# Recurve with scope?



## pragmatic_lee (Jan 19, 2008)

Yes that is a sight/scope/bubble in the picture. And there appears to be a peep sight in the string, but a peep sight is not mandatory. Back in the spring I shot a Field round with a guy that used a scope but did not use a peep. He had a small knot served on his string that he anchored on his nose. He actually shot it very good.

By the way - welcome to AT

EDIT: After looking a little closer, I don't think that is a peep sight in the string - I believe it is a kisser button that would be positioned to come to rest at the corner of your mouth. Makes for a very good anchor point.


----------



## Spoon13 (Feb 20, 2007)

It really depends on how good (or bad) your eyes are. I have a clarifier in my peep so I can see the target clearly. A lot of folks don't need it. 

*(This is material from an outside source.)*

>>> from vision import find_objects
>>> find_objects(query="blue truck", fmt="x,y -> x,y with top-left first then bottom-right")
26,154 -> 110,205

I would definitely try it with a low diopter. See what you can see and if it works. Then if you like it you can increase the diopter until it no longer works.

Good Luck with it and let us know how things work out.

:welcomesign:


----------



## psargeant (Aug 1, 2004)

I really like the way the IFAA does their equipment rules...much easier to understand than ours here in the NFAA...

here in the states, nobody who shoots recurve shoots with a "scope" with a level. In every case here, that would be not allowed in the recurve class, so shooting with a scope and level with a recurve would mean you would have to shoot against the compound shooters in Freestyle Limited.

FITA also does not allow scopes with levels and magnification in their tournaments on recurves. 

If all you are shooting is IFAA events, I would say go for it, but keep the magnification on the low side (2x-4x max), buy a good quality lens and a scope with as small a housing as you can find. The scope you're looking at would be a good one I think, but only comes in 4X, 6X and 8X...

If you plan on shooting FITA events, or coming to the states with that set up, be prepared to shoot with the compound guys...


----------



## NockOn (Feb 24, 2003)

Check Titan Scopes from Australia. http://www.titanscopes.com/recurve.php


----------



## janissk (Oct 20, 2010)

Thanks for the welcome!

I got convinced and ordered merlin scope  Ordered few kissers, and will experiment, and let's see how it will work!

I am aware that in FITA you can't use scopes with recurve. But that is ok, i dont do FITA shots, and if i want i can allways use old pin.
I found Titan scopes earlier, but couldnt find them in any online shop i am used to buy things. And I like looks Merlin Ten zone scope better.


----------